It’s one thing to try and coast your way through your last ten shifts. But when nurses grab you and say, “He’s not breathing so well,” you still need to jump into action. This guy was circling the drain when he came in , unable to talk, gasping for air. he only said one word to me. I asked him if he wanted us to put a breathing tube in and he said “NO.” He never said another word to us after that. I confirmed his wishes with his family, so then it was settled. No CPR, no Inutbation. That made my job easier in some ways, but harder in others. Intubating someone is a pretty definitive treatment for lots of things, but when you can’t intubate, you need to be a little creative. we put a positive pressure mask on his face, gave him diuretics, morphine, nitriglycerin. I had to get labs from his femoral vein which must have been as big as a garden hose because I had absolutely no trouble hitting it with one stick. I even considered doing a therapeutic paracentesis to allow better diaphragmatic excursion, but a quick ultrasound showed that his big belly was all liver.

That patient consumed hours of my time, which would have been fine, except that I had ANOTHER patient with fever > 40 degrees (what’s that in F?), headache, neck stiffness. Uh oh. He was sitting out in triage, dressed. He needed STAT antibiotics for presumptive treatment of meningitis, he needed respiratory isolation, he needed a spinal tap, but the ER was FULL, many of the beds occupied by admitted patients who had no beds in the hospital.

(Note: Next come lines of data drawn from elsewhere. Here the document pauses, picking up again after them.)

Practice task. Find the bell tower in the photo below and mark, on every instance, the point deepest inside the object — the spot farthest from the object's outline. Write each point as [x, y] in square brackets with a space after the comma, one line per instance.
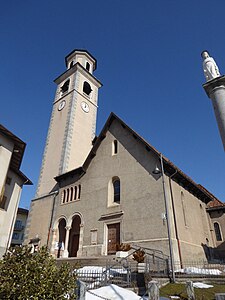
[73, 120]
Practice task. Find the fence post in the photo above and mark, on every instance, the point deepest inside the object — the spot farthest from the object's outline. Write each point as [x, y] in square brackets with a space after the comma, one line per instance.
[153, 290]
[190, 290]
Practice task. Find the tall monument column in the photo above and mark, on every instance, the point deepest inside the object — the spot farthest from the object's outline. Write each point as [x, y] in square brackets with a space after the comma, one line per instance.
[215, 89]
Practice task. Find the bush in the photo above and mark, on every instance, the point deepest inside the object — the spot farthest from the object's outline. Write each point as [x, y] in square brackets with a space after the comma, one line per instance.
[25, 276]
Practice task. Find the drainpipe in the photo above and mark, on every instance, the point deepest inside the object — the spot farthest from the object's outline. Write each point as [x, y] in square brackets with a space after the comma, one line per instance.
[13, 221]
[167, 218]
[52, 213]
[175, 221]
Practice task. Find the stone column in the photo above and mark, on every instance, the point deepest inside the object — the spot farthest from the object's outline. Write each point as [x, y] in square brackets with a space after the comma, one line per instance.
[81, 237]
[66, 252]
[215, 90]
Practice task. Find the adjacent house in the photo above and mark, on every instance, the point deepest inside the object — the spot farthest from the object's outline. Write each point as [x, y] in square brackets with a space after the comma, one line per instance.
[19, 227]
[11, 183]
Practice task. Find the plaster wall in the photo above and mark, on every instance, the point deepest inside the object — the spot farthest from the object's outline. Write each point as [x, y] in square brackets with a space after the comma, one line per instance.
[142, 200]
[23, 218]
[39, 219]
[219, 217]
[193, 224]
[6, 149]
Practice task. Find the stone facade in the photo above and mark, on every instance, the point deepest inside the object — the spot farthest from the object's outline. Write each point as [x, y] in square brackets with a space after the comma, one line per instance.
[112, 195]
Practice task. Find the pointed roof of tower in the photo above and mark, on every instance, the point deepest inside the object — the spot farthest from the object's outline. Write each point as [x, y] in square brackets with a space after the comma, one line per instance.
[81, 51]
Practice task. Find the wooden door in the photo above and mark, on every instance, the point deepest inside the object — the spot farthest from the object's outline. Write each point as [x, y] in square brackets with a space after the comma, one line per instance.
[113, 237]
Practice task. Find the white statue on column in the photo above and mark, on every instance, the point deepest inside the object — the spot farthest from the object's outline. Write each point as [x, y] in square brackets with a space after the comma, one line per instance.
[210, 67]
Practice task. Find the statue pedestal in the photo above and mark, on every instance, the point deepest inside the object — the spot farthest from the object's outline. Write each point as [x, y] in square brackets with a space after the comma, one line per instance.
[215, 90]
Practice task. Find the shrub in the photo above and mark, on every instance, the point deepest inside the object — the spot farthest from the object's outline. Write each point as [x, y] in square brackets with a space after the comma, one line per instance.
[25, 276]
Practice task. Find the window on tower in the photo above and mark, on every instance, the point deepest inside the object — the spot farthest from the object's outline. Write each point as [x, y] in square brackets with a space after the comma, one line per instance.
[65, 86]
[87, 88]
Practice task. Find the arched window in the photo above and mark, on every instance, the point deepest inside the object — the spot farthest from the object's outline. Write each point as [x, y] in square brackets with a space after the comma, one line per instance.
[75, 193]
[65, 86]
[87, 66]
[63, 196]
[115, 147]
[116, 190]
[79, 191]
[68, 195]
[217, 231]
[71, 194]
[87, 88]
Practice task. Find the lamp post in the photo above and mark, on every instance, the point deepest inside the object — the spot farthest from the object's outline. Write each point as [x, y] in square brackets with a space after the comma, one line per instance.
[158, 171]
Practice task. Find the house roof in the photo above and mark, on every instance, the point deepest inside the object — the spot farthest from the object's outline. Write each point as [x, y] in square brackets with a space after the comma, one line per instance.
[18, 152]
[169, 168]
[22, 211]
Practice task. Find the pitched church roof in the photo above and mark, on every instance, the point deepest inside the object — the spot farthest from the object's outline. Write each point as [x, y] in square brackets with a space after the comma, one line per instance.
[169, 168]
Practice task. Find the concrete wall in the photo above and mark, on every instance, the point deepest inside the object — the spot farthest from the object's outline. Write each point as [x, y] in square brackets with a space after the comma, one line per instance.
[39, 219]
[6, 148]
[218, 216]
[141, 212]
[20, 229]
[142, 200]
[193, 224]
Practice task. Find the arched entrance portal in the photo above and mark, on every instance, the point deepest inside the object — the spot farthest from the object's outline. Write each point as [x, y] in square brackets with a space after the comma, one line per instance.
[62, 236]
[74, 236]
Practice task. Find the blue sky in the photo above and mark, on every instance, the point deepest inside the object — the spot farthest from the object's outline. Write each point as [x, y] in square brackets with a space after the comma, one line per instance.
[149, 62]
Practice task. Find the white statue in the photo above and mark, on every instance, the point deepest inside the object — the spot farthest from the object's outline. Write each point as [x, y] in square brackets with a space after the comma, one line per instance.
[210, 67]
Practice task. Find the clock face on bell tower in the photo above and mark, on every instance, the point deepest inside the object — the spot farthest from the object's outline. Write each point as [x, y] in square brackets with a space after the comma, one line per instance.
[73, 120]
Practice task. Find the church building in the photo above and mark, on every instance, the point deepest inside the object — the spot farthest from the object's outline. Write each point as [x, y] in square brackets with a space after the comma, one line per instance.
[97, 192]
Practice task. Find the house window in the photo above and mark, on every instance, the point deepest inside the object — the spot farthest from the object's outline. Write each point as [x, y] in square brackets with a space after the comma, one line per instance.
[71, 193]
[65, 87]
[87, 88]
[18, 225]
[115, 147]
[94, 236]
[16, 236]
[79, 191]
[87, 66]
[217, 231]
[116, 190]
[68, 195]
[8, 180]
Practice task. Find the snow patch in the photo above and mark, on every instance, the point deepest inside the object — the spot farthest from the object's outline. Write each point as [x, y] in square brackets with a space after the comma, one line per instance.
[193, 270]
[112, 292]
[201, 285]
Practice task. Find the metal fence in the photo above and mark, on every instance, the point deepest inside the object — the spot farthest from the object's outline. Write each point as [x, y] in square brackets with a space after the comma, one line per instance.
[200, 269]
[124, 272]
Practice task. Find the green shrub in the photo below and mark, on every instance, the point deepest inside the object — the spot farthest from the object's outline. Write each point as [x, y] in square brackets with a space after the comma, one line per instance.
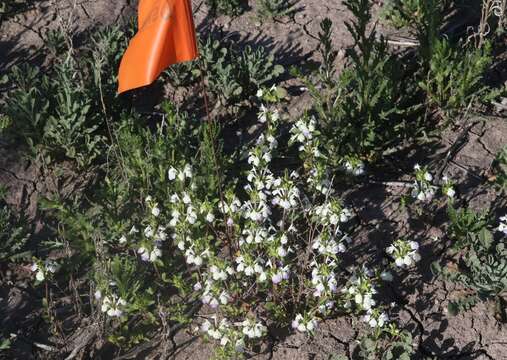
[479, 263]
[456, 76]
[366, 110]
[61, 114]
[232, 75]
[226, 7]
[500, 168]
[14, 234]
[273, 9]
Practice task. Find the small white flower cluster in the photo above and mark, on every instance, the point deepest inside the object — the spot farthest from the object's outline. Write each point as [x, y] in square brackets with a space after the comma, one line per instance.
[264, 114]
[502, 227]
[44, 269]
[253, 329]
[323, 279]
[285, 193]
[423, 188]
[112, 305]
[226, 334]
[181, 175]
[303, 131]
[360, 290]
[405, 253]
[375, 318]
[154, 234]
[304, 323]
[448, 187]
[332, 213]
[215, 293]
[354, 166]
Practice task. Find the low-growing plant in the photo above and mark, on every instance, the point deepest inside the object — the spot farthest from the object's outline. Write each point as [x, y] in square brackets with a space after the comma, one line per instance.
[227, 7]
[231, 75]
[14, 233]
[61, 114]
[479, 262]
[422, 18]
[456, 76]
[365, 111]
[273, 9]
[500, 168]
[387, 343]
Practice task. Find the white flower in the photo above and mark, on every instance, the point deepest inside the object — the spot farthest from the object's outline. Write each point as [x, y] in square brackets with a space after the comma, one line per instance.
[148, 231]
[113, 306]
[210, 217]
[39, 276]
[502, 226]
[155, 254]
[188, 171]
[277, 278]
[303, 325]
[171, 173]
[155, 211]
[386, 276]
[186, 198]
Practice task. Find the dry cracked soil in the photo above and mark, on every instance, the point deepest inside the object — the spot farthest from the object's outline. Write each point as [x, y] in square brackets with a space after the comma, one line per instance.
[420, 304]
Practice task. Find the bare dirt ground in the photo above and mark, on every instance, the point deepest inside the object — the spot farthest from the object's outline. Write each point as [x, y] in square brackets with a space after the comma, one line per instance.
[476, 334]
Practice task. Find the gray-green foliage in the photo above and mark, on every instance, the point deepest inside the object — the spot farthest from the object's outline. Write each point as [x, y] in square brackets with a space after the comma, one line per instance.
[392, 344]
[14, 233]
[456, 76]
[232, 75]
[226, 7]
[365, 110]
[500, 168]
[275, 8]
[139, 167]
[480, 261]
[61, 113]
[423, 18]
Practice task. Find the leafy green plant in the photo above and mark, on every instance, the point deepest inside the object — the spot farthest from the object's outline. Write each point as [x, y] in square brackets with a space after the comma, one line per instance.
[387, 344]
[422, 18]
[14, 234]
[226, 7]
[479, 262]
[456, 76]
[500, 168]
[231, 75]
[61, 114]
[273, 9]
[365, 111]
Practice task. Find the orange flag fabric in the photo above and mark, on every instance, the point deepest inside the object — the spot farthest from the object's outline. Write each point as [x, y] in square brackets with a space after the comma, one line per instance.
[166, 36]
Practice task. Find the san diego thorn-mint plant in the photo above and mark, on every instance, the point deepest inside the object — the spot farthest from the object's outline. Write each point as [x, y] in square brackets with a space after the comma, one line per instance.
[480, 261]
[366, 110]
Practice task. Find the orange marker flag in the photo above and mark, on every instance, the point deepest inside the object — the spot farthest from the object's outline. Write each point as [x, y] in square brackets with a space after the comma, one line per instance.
[166, 36]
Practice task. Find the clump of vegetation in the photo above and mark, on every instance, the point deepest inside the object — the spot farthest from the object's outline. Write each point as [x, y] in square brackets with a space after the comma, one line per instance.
[227, 7]
[273, 9]
[231, 75]
[365, 110]
[456, 76]
[500, 168]
[14, 233]
[170, 231]
[60, 115]
[479, 261]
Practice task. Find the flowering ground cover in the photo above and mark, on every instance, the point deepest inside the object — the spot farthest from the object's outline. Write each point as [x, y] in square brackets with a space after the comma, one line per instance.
[326, 181]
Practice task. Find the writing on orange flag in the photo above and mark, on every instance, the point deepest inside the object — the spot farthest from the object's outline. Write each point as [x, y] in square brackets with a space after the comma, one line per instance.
[166, 36]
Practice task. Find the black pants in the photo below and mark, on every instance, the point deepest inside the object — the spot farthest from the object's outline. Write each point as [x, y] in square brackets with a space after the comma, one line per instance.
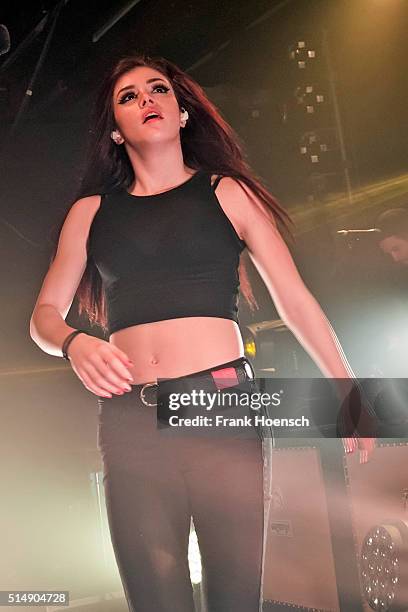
[153, 485]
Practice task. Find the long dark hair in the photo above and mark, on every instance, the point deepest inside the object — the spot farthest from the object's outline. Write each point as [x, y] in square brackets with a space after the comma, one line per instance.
[208, 143]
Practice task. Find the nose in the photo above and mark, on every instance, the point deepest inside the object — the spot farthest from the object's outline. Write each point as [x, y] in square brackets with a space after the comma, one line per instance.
[144, 98]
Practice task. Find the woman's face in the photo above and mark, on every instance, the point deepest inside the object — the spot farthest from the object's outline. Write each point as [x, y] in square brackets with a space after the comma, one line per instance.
[140, 90]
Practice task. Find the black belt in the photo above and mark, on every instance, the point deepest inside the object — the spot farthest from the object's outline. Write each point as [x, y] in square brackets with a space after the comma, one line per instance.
[235, 376]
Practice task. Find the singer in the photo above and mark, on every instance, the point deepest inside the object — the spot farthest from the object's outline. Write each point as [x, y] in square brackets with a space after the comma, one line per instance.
[152, 248]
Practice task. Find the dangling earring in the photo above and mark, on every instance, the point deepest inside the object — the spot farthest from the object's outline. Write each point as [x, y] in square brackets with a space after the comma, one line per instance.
[184, 116]
[116, 137]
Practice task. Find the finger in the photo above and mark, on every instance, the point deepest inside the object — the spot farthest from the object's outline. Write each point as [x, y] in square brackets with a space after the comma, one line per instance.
[101, 381]
[98, 390]
[112, 369]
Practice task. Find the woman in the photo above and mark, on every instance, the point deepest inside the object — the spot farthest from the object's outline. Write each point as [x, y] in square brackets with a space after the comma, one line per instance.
[152, 254]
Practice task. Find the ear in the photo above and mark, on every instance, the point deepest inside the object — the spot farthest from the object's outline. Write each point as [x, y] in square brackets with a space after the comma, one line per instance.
[117, 137]
[183, 117]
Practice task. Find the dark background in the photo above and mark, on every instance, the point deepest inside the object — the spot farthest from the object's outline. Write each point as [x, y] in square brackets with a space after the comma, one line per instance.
[239, 52]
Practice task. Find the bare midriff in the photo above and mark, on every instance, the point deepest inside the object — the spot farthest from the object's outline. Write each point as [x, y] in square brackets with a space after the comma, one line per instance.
[177, 347]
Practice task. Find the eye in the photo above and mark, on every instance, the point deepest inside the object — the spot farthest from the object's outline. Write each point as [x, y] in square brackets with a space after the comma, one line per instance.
[165, 89]
[126, 97]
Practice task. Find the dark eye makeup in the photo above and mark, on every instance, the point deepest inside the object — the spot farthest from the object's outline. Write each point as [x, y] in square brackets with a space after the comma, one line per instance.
[125, 97]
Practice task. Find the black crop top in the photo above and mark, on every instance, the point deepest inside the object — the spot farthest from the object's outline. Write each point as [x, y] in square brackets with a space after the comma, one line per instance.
[168, 255]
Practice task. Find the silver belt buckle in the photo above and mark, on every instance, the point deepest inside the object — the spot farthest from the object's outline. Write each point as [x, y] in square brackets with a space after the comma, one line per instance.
[142, 394]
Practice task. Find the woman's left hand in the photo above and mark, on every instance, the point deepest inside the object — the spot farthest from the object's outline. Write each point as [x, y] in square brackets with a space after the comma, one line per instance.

It was just the beginnin of a long night. The chart anxiety I develoepd by the end of the night was alleviated by a fresh set of residents coming in at 10 & 11pm. Whew. I admitted my first four patients of the night, sent home about another four, had an easy psych admission. I really didn’t see all that many, but my time was consumed by those two sick ones. It’s been awhile since I was that busy!